12 Oct 2018 3:00 PM | Kelly Bryer (Administrator)
By GSA Tim Adams, Southern NH University Class of 2014


This past month I had the pleasure of joining in with many other GSA’s as we got a tour of the LaBelle Winery in Amherst New Hampshire.

While I had driven past the winery several times on the past, I had never taken the time to stop in and walk about. This was mainly because I’m not really a wine drinker. I do have a glass now and then but it isn’t my first choice.

The tour guide, Pam, started us off with a tasting of LaBelle’s Dry Pear wine. As we sampled this wine, she told us a bit about it and the owners of the winery. We walked through the large banquet room where they host weddings and large dinner groups.

Our second sample of wine was named Gewürztraminer. Please don’t ask me to pronounce it. Like the first, it had a pleasant taste, even for me.

This was followed up by a Cranberry Riesling. While many people in the group really raved about how good this wine was, for me it was just the opposite. For some reason the flavor didn’t suit me at all, but then, as I’ve mentioned, I’m not really a wine drinker. It certainly wasn’t as bad as some wines I’ve had in the past but both go the previous samples, to me anyway were better.

Our fourth sample was a Dry Blueberry. To me, Blueberries belong in Pies, not wine, but the wine was enjoyable. At the end of the day even, this was my favorite of the five we tasted.

The tour by this time had finished with the upstairs and had move into the winery itself. We passed a truck that was delivering wine juice from upstate New York. While LaBelle Winery has a couple thousand grape plants, they don’t produce nearly enough product to meet the needs of the winery itself. They do have more property that they could plant but are leaving that land as is.

Our fifth sample was the LaBelle Rosé. Again a nice flavorful wine that most people, whose comments I heard seemed to like also.

We had a look at the bottling process which is a bit more involved that what I helped my parents with when they tried a making some wine years ago. You start with getting the bottles into a single row on the conveyor, the bottle is then inverted and washed with fresh water, drained, and then dried with a puff of air. The bottle is then turned right side up and an injection of nitrogen is inserted to remove the oxygen that could affect the taste of the wine.

At this point the bottle is filled with wine, the bottle is checked to verify all of them contain the proper amount then a vacuum is drawn in the bottle and a cork is inserted. the bottle then proceeds through a couple of more steps and finally a table is applied.

While that all sounds like a lot of work, it’s handled by one continuous conveyor with minimum people involvement. Yes, they do have people monitoring the process, but most of the work is done by the machine.

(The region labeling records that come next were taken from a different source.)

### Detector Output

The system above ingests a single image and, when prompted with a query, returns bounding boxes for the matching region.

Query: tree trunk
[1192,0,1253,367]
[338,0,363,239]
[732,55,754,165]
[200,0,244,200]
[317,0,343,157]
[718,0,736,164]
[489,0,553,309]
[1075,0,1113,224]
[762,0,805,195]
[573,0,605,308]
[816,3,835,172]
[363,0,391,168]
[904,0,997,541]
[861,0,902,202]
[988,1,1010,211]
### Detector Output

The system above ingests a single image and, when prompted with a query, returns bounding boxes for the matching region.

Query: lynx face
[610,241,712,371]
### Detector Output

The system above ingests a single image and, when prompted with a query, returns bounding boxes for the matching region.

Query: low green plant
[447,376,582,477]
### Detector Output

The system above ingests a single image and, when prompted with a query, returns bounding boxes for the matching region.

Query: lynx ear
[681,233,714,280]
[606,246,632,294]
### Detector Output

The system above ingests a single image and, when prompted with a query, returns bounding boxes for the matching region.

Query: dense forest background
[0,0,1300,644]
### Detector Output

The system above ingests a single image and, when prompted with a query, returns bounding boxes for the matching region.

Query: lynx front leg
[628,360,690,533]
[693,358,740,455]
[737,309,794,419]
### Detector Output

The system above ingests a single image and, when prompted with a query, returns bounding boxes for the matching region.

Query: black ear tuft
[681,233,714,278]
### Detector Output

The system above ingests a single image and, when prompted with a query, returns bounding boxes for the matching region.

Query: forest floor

We then proceeded outside and walked down into one of the fields with the grape plants. An outside (weather permitting) wedding area was pointed out to us, as well as several Bee hives that sat along side of the property.

At this point, Pam turned us loose and many of us returned to the restaurant for lunch.

While LaBelle Winery has been a fixture in Amherst since 2008, the current facility opened in October of 2012. Amy, the owner, got her start earlier than that at Alyson’s Orchard over in Walpole NH.